R&D investment should increase
In 2016, Germany once more just missed the Lisbon goal: The R&D share in GDP was only 2.94 percent. Therefore, further efforts are needed to pursue the "3.5 percent target", which is backed in politics and industry. Here, further and adequate public administration incentives for research investments in additional projects or projects involving higher risks could be helpful. Most OECD countries apply this instrument.
Fiscal incentives for research are to be introduced under the government coalition agreement between CDU, CSU and SPD, however, only for small and medium-sized enterprises. But a much wider approach would be necessary, because all companies of German industry - mainly internationally active undertakings - need adequate fiscal R&D incentives to succeed in the competition for research locations. When corporate head-quarters make investment decisions on research projects, the availability of fiscal incentives is becoming an ever more important criterion.
Fiscal incentives for research for all companies would noticeably increase the R&D spending while contributing welfare gains to the overall economy. This is emphasised by several studies and expert bodies. For example, an analysis by the University of Mannheim shows that every euro spent by the public administration brings 1.25 euros in additional R&D spending by companies. At the same time, the German national economy could benefit from some 750 million euros annually through extra tax revenues and from the use of technical progress. Thus, there would be a "return on investment" for the federal budget within a few years' time.
Fiscal R&D incentives - additionally to project funding - make sense in regulatory terms, because they leave the choice of research topics to the companies, they are easy and unbureaucratic to handle, and individual sectors or companies are neither preferred nor put at a disadvantage.

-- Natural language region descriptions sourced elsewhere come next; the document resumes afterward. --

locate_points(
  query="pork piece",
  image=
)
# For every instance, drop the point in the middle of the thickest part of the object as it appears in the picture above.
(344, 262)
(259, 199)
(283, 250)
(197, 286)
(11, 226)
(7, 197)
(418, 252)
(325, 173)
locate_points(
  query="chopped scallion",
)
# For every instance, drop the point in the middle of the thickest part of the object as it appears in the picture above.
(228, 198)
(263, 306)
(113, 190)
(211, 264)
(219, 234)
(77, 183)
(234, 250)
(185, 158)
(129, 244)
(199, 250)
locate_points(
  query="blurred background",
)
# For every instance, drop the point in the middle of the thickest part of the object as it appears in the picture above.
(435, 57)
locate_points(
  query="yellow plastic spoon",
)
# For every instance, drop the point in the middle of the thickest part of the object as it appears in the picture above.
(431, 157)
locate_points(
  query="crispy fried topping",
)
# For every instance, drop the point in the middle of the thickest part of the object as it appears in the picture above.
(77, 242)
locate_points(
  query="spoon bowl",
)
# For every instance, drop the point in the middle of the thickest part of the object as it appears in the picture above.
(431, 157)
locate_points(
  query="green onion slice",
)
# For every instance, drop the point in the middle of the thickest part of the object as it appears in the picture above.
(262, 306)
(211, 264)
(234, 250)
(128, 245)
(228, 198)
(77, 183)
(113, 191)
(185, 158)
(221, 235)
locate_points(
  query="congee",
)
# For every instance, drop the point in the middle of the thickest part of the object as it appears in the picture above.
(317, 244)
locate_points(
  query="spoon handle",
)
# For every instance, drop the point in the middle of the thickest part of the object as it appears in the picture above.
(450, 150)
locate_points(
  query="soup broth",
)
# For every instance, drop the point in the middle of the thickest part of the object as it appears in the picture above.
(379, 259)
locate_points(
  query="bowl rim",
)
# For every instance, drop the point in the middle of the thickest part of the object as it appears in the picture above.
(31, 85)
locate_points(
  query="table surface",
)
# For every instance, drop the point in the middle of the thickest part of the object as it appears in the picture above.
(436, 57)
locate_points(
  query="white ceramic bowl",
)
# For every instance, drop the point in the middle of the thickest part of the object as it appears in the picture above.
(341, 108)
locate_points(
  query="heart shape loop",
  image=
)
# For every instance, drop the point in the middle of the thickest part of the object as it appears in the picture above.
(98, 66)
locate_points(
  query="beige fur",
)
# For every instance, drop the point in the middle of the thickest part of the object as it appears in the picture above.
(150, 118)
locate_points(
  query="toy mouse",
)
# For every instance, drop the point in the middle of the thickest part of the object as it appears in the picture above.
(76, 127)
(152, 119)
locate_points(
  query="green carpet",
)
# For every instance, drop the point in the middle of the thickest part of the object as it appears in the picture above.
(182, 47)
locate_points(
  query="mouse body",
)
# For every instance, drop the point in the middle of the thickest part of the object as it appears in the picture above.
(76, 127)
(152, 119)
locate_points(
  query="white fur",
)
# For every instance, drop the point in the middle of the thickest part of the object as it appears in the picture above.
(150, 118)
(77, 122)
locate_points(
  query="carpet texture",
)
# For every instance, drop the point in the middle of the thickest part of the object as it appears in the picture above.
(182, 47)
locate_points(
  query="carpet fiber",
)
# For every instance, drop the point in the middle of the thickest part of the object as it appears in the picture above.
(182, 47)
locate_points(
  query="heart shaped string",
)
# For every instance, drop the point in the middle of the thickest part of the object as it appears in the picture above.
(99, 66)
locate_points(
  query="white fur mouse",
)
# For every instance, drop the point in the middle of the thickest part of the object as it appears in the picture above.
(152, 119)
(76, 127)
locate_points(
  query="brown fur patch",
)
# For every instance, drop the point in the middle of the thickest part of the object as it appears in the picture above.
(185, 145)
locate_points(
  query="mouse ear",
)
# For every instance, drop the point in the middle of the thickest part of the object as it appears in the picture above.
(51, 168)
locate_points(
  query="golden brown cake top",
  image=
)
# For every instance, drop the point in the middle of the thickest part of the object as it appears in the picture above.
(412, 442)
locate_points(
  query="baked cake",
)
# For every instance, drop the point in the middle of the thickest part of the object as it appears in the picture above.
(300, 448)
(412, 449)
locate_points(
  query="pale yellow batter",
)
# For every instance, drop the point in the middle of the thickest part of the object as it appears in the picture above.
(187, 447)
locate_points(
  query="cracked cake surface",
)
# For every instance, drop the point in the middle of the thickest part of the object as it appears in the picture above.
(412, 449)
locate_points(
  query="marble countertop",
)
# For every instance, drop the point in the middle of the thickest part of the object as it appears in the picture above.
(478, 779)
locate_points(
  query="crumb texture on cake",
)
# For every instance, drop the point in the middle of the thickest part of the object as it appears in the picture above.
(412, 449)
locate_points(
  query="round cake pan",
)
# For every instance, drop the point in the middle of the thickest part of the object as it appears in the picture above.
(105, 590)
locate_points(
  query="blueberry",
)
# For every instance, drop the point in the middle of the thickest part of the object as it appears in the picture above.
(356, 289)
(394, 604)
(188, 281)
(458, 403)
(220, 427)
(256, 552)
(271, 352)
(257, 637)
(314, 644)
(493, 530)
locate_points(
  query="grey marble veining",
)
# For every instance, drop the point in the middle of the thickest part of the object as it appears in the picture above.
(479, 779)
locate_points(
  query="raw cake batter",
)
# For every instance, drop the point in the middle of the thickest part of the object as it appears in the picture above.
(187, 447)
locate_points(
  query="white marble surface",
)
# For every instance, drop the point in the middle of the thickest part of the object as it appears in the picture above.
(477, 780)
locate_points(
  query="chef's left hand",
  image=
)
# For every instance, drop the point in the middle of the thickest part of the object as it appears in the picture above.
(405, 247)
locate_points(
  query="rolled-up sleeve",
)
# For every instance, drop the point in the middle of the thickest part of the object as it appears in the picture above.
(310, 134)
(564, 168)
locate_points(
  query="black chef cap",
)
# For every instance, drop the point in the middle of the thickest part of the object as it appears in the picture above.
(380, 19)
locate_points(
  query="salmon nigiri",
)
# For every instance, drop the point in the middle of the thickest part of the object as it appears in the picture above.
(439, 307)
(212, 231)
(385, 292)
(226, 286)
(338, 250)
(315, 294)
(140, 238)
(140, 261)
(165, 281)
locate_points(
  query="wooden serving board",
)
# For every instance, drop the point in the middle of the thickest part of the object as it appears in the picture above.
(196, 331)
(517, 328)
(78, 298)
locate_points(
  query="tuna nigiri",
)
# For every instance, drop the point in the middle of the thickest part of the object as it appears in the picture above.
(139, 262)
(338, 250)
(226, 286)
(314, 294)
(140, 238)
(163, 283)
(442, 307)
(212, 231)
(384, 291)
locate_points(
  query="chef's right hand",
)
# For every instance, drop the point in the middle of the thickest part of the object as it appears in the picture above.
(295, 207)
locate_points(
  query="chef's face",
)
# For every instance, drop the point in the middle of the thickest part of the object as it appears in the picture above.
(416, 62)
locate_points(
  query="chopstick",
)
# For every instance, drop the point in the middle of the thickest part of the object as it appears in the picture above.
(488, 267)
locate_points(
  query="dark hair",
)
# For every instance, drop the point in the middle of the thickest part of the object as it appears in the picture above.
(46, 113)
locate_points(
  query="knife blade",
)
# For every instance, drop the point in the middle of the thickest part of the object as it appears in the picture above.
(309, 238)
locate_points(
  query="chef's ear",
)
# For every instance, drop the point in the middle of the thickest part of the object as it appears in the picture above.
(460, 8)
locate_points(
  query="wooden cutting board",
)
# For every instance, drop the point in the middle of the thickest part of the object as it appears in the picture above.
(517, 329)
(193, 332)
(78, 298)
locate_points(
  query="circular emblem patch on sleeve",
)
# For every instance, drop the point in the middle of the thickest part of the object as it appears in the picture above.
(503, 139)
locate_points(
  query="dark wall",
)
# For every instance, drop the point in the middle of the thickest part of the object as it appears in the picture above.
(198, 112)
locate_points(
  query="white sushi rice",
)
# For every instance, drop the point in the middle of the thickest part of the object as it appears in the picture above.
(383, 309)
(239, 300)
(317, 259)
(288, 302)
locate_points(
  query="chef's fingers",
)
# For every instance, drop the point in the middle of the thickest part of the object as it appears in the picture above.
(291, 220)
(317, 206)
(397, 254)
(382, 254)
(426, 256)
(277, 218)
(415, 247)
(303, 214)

- Create more incentives for innovation in Germany
More incentives for innovation are needed to strengthen the research location, stimulate growth and maintain the innovation ability of companies. Therefore, the federal government should introduce fiscal R&D incentives additionally to existing project funding.
- Grant tax credits of 10 percent
All research-based companies should be allowed to deduct 10 percent of their self-financed R&D spending (personnel and non-personnel expenses as well as costs for research assignments) from their tax liability ("tax credits"). Tax credits should be paid out if losses are incurred. A tax credit of at least 10 percent seems appropriate for Germany. Other major industrial countries usually grant tax credits of between 8 and 20 percent.
- Introduce fiscal R&D incentives for all research-based companies
Fiscal incentives for research should benefit all research-oriented companies, irrespective of company size. Only in this way could the research activities of industry substantially increase, and a contribution to achieving the 3.5 percent target could be made. Both small and medium-sized enterprises and large businesses are relevant to innovation, with the latter often being the leaders of R&D consortia and the main contract givers for research mandates to SMEs. Taking into account the personnel costs of R&D in taxation could be a first step.